À Noisy-le-Sec, l’étonnante cité Merlan
Mémoire

Conçue entre 1945 et 1951 pour des familles sinistrées de guerre, cette cité expérimentale qui aura vu l’édification de 55 maisons individuelles existe encore aujourd’hui.

Une maison en bois couleur crème, une autre à l’armature métallique… ça n’en a pas l’air mais derrière les haies de l’avenue du Général-Leclerc, à Noisy-le-Sec, se cache une curiosité urbanistique de Seine-Saint-Denis. Et même, n’ayons pas peur des mots, de France !
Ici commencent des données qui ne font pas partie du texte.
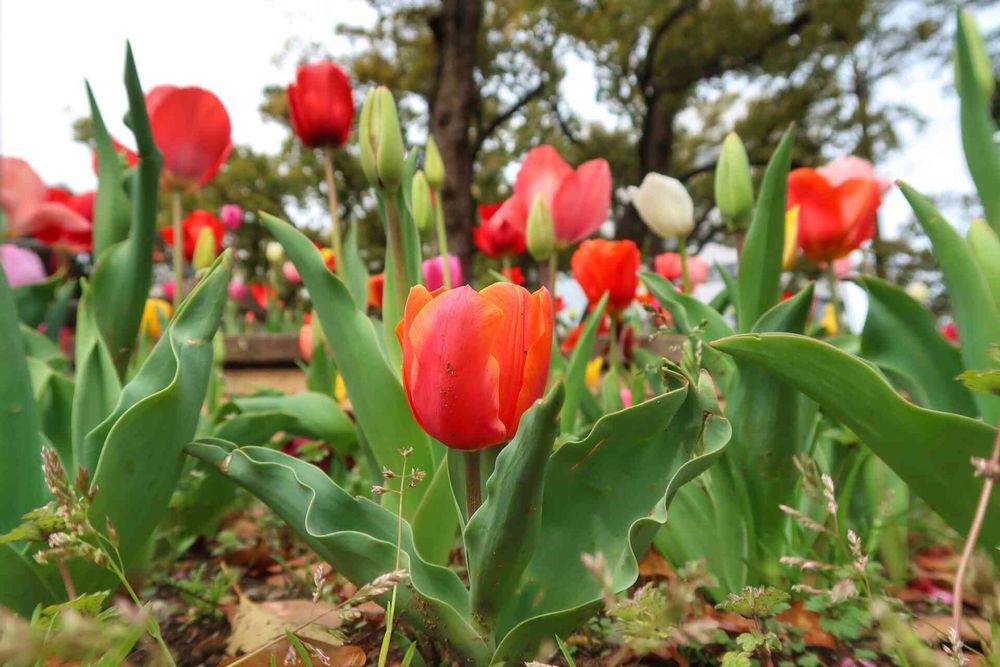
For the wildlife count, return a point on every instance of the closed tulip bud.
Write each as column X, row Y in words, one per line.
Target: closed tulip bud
column 423, row 207
column 274, row 252
column 381, row 140
column 733, row 185
column 433, row 164
column 541, row 232
column 664, row 205
column 204, row 249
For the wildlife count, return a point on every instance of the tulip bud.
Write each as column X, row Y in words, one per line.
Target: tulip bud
column 433, row 164
column 664, row 205
column 274, row 253
column 733, row 185
column 381, row 140
column 541, row 234
column 204, row 249
column 423, row 208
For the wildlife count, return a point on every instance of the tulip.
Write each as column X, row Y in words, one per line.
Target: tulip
column 21, row 265
column 500, row 233
column 469, row 391
column 231, row 216
column 191, row 128
column 433, row 270
column 579, row 200
column 664, row 205
column 320, row 105
column 237, row 290
column 668, row 265
column 191, row 228
column 155, row 311
column 32, row 209
column 733, row 184
column 837, row 207
column 603, row 266
column 381, row 140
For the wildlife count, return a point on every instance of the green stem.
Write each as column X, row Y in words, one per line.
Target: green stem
column 473, row 484
column 331, row 198
column 442, row 235
column 685, row 279
column 394, row 236
column 178, row 252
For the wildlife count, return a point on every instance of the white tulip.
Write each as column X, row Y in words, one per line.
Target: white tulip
column 664, row 205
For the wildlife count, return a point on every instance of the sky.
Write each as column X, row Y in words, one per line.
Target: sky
column 230, row 48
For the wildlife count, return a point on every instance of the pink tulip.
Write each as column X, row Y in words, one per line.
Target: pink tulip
column 434, row 272
column 21, row 265
column 232, row 216
column 579, row 199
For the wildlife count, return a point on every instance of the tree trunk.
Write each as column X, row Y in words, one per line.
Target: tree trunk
column 456, row 36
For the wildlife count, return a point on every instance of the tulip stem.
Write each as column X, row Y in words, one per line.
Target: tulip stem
column 685, row 279
column 178, row 252
column 394, row 235
column 331, row 197
column 442, row 238
column 473, row 484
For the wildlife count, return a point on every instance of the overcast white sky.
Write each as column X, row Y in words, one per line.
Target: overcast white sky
column 48, row 47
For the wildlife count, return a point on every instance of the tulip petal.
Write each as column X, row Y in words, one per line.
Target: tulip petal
column 451, row 374
column 582, row 202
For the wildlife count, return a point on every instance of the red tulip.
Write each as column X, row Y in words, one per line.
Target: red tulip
column 33, row 210
column 191, row 227
column 320, row 105
column 579, row 200
column 837, row 207
column 603, row 266
column 469, row 391
column 501, row 228
column 191, row 128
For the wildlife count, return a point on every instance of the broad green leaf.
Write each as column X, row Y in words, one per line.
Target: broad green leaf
column 139, row 447
column 355, row 535
column 900, row 337
column 111, row 207
column 976, row 315
column 760, row 261
column 607, row 493
column 973, row 74
column 504, row 532
column 123, row 273
column 377, row 397
column 929, row 450
column 576, row 369
column 21, row 485
column 96, row 378
column 985, row 246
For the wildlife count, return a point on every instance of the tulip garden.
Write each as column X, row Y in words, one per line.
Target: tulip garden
column 573, row 456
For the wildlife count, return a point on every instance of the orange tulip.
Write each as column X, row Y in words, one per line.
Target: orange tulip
column 473, row 362
column 603, row 266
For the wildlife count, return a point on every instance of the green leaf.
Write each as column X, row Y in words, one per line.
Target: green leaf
column 900, row 336
column 606, row 493
column 972, row 71
column 21, row 484
column 111, row 207
column 976, row 315
column 123, row 273
column 139, row 446
column 503, row 533
column 985, row 246
column 760, row 261
column 929, row 450
column 354, row 535
column 377, row 397
column 576, row 369
column 96, row 378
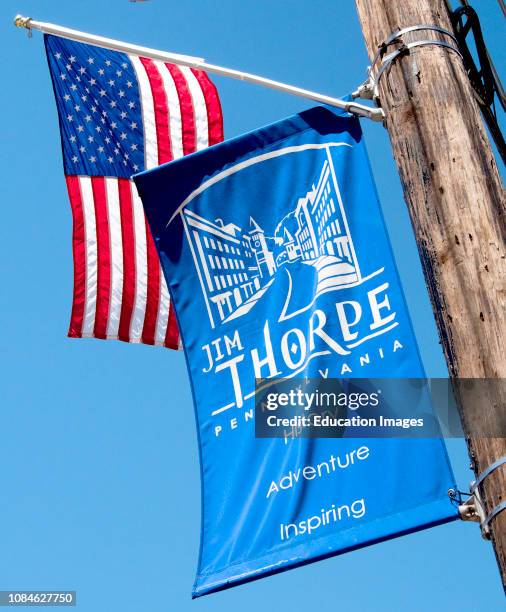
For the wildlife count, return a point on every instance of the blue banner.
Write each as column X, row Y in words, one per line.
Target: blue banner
column 279, row 266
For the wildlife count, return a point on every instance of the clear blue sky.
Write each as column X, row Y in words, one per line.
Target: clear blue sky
column 99, row 478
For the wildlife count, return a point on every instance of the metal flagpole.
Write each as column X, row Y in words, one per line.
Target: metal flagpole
column 375, row 114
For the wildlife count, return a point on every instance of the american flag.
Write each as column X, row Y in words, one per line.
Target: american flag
column 120, row 114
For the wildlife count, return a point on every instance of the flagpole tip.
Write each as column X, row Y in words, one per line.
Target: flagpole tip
column 22, row 22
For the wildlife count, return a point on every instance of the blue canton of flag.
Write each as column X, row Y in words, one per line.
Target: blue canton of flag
column 99, row 103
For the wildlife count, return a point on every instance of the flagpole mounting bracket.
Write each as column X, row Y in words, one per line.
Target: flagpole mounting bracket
column 22, row 22
column 473, row 509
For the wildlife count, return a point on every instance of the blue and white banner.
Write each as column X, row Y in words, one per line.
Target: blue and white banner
column 279, row 265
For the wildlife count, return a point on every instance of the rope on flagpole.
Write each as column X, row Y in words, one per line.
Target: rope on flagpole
column 361, row 110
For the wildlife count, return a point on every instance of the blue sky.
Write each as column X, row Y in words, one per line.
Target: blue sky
column 99, row 474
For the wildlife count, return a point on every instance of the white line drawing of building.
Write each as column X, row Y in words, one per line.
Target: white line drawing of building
column 234, row 267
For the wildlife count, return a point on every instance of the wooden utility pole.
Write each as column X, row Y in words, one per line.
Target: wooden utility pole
column 456, row 202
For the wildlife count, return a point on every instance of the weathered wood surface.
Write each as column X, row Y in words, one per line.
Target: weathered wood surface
column 457, row 206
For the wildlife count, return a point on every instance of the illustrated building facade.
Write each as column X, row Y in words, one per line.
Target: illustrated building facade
column 233, row 265
column 321, row 227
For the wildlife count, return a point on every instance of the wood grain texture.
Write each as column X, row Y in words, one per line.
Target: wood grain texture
column 457, row 206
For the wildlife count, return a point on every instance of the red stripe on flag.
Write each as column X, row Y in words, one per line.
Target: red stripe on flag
column 172, row 334
column 79, row 253
column 187, row 112
column 153, row 298
column 161, row 109
column 103, row 257
column 213, row 106
column 128, row 239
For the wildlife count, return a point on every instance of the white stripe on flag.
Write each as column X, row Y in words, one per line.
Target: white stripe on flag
column 141, row 267
column 116, row 242
column 175, row 123
column 163, row 311
column 90, row 230
column 148, row 114
column 199, row 108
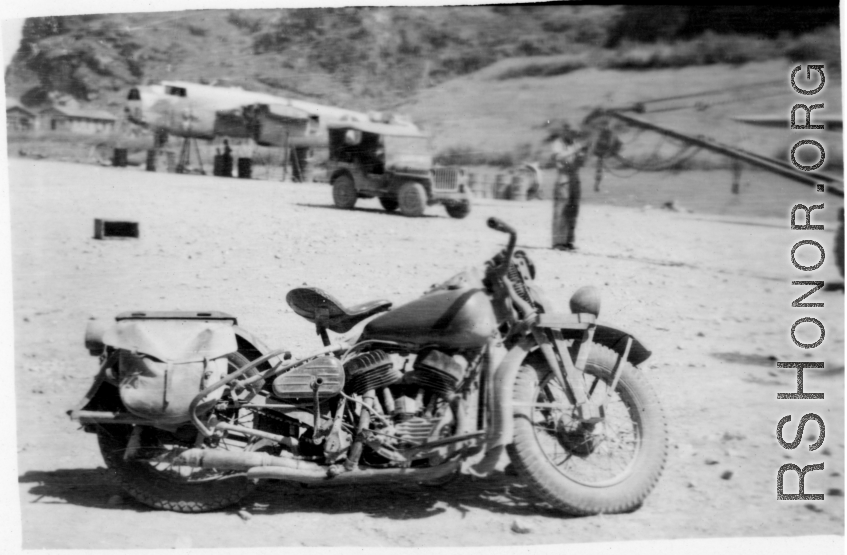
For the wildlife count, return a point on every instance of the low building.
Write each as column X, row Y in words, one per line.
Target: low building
column 77, row 120
column 19, row 118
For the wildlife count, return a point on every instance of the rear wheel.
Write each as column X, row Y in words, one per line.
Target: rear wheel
column 344, row 192
column 389, row 204
column 412, row 199
column 142, row 458
column 609, row 467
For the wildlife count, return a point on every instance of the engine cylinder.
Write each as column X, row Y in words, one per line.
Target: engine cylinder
column 371, row 370
column 438, row 372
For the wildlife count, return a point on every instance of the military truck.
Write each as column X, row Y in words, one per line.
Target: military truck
column 392, row 162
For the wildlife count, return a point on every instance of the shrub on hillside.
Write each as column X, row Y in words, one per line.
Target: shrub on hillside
column 544, row 69
column 466, row 156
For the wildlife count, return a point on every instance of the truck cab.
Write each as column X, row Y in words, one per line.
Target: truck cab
column 392, row 162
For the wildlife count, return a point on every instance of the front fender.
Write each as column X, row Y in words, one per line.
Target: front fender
column 501, row 426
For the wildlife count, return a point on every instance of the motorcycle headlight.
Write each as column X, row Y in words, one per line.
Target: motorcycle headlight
column 586, row 300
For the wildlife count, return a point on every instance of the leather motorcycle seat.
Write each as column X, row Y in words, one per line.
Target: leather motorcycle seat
column 324, row 310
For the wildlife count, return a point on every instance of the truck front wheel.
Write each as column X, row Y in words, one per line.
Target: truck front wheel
column 390, row 204
column 344, row 192
column 412, row 199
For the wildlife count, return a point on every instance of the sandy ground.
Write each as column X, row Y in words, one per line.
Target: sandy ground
column 709, row 294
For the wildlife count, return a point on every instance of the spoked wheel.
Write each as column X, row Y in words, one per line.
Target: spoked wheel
column 584, row 469
column 143, row 459
column 389, row 204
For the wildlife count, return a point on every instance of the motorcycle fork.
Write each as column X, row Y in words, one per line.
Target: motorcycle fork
column 568, row 373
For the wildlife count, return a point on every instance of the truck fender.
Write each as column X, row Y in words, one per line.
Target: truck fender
column 615, row 339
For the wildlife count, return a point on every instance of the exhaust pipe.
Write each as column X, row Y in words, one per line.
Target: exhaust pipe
column 268, row 467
« Premier chantier expérimental entièrement dédié à l’habitat individuel, la cité d’expérience de Noisy- le-Sec est emblématique de cette recherche pour inventer la maison de demain au sortir de la guerre de 39-45 », explique Hélène Caroux, historienne au service du patrimoine culturel du Département. Et celle qui a dirigé un ouvrage sur le sujet en 2012 rappelle le contexte : en avril 1944, Noisy-le-Sec est bombardée massivement dans le cadre des opérations de la Libération. Pour reloger ses habitant·e·s au sortir de la guerre, le tout nouveau ministère de la Reconstruction et de l’Urbanisme (MRU) mise sur le logement collectif, sans délaisser l’habitat individuel.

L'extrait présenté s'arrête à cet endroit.